Plug-and-play use of tree-based methods: Consequences for clinical prediction modelling.

Objective: Tree-based models such as Random Forest and XGBoost are increasingly being used for clinical prediction, but certain aspects of their behavior are often overlooked. This article aims to illustrate these aspects and discuss the implications of plug-and-play use of tree-based models for clinical prediction. We focus on their ability to learn smooth, monotonic (i.e., consistent predictor effect where an increase in predictor leads to an increase in predicted risk), and additive predictor-outcome associations (i.e., each predictor independently and additively contributes to the outcome), and how they behave when making predictions outside the range of observed data (extrapolation).

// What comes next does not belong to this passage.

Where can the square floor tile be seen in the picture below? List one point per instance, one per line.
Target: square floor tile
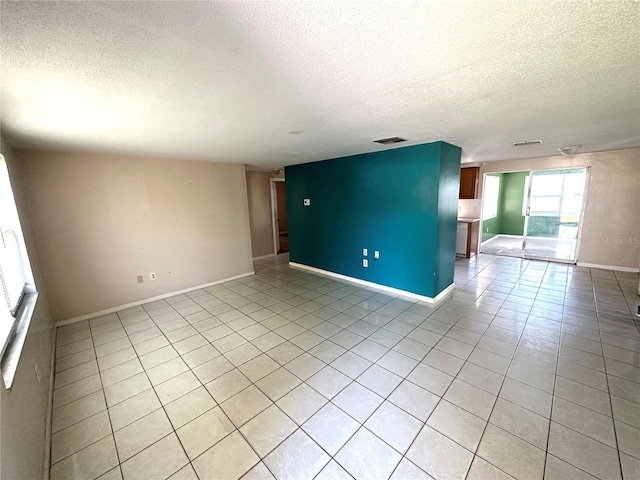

Study design and setting: We illustrated the behavior of plug-and-play use of tree-based models in a simulation study where we sampled predictors from standard normal distributions and binary outcomes determined by the logistic function of the predictors, and translate this into potential clinical implications in a real-world clinical example of post-radiotherapy toxicity prediction setting. To show the generalizability of our findings we also assessed the model's behavior in a publicly available dataset of head and neck cancer patients. For each analysis we visualized the learned predictor-outcome associations across different sample sizes.

Results: In the simulation study, the models show stepwise fluctuations in their learned continuous predictor-outcome associations, caused by the inherent categorization of continuous predictors in a decision tree. Even with a large data size, the associations were not smooth or monotonic. Furthermore, because tree-based models can only split orthogonally to the axes, they struggle to learn an additive effect. Additionally, tree-based models extrapolate in a somewhat unintuitive way, by predicting a constant value beyond the observed data, regardless of further increases in predictor values. Using the clinical example and case study, we highlight that the learned associations are biologically implausible and may lead to issues regarding generalizability and trustworthiness.

Conclusion: Using tree-based models in a plug-and-play manner for clinical prediction may result in undesirable predictor-outcome associations. Therefore, we recommend carefully taking their behavior into account during modeling decisions and evaluations. Further research is needed to explore the potential value of recent developments in decision tree literature, such as using constraints to incorporate prior knowledge and using soft split decision trees.